It may a stretch, but the fact is that Teagan was the only noble in Denerim to publicly speak out against Loghain. He also likely didn't know he would be holed up in Redcliffe immediately after Denerim.
You will find very few (if any) Loghain supporters defending his political aptitude, but that's not the argument being presented. The argument is that Loghain ignored the darkspawn in favor of fighting a civil war when in fact the opposite is true. Loghain was forced into a civil war when what he needed were troops to fight the darkspawn. And in Loghain's defense, who else was there? Loghain is the only Teryn left and has more experience commanding an army than the rest of the nobles combined. He went about it incredibly poorly, but his title is earned and his experience is not meaningless. The nobility just seem to have very short memories, having somehow forgotten that Orlesians held their lands a mere 30 years ago.
I think your comparison of Loghain's knowledge of the Wardens and the Blight versus the nobility following Loghain is good, but still off. Loghain's reasons for mistrusting the Wardens and the Orlesians are well-established, at least for the player. Even Eamon says something like, "I know Loghain. He never wanted power." The nobility's distrust of Loghain is rooted in nothing more than him being born a commoner, and is more dislike that distrust.
The bannorn were not required to follow his orders, but by choosing not to where does that leave them? Exactly where they ended up, losing the civil war and losing their only commander, however it happens. This is the same bannorn that fought each other over what were essentially property-line disputes, so thinking that they went to war with Loghain because reasons is really not out of the realm of possibility, and there is in fact some evidence for it. There's a power vacuum, so nobles will fight.
Teagan may not have intended his comments to spark a rebellion, but if that is true then he can be accused of the same political ineptitude as Loghain. Publicly speaking against a higher-ranking noble, the father of your queen, and the leader of your armies is going to lead to the kind of reaction Teagan's comments ended up getting. Purposefully or not, he built support for a rebellion merely by stating it.
I'm not getting involved in the broader argument, because, as I said at the end of my post, I think it's completely pointless. The only item I was focusing on is the specific issue of Teagan's role in the outbreak of the civil war.
Your main argument in favor of "Teagan did it!" is "well, we don't see anyone
else do it", but that's not an argument at all. Absence of evidence is not evidence of absence. It is certainly not a
proof, which is what you seem to be using it as. Again: I agree that it's entirely possible to construct a narrative of the civil war that hinges on Teagan raising the issue of loyalty in Denerim and then, presumably, zipping off to Redcliffe and watching while the country explodes behind him. It is
possible. It is
not unquestionably true. There is no demonstrated causative link in the game between Teagan saying something and Ferelden turning into Roman Gaul c. 406 AD. There is, in fact, no thorough explanation of the outbreak of the civil war at all. It is perfectly possible, given the absence of a definitive answer, to insert a variety of headcanons in there: one might be that Teagan lit the fuse, but another might be that he didn't, and they are equally plausible and equally supported by the game, such as it is.

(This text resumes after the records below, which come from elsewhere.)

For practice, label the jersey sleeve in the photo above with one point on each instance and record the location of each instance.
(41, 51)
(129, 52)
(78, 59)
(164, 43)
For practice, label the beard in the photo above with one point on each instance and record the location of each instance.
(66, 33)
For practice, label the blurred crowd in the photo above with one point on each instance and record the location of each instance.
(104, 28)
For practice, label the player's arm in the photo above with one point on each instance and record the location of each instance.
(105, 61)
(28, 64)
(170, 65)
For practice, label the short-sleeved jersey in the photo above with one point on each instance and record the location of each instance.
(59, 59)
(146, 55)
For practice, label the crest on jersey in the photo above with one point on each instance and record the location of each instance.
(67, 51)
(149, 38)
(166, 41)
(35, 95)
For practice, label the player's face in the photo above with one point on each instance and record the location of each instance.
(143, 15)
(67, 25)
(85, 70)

You're certainly entitled to your headcanon that Teagan did it, but pushing that on everybody else in the thread is a bit much.
The rest of the post is basically just window dressing. Even if every question that the bannorn might have raised had an answer - answers that in many cases depend on second- and third-order reasoning, headcanon, and
argument - the fact of the matter is that the questions were still raised in the first place, and even if the answers you might give would explain Loghain's conduct to
you they certainly wouldn't explain it to a skeptic. (And, again, that's presuming Loghain bothered to explain them at all.) They are not ironclad responses; there's enough room for doubt there that you could sail a dreadnought into it. Preaching to the choir is not an effective tactic for persuasion: not for Loghain, and not in this thread.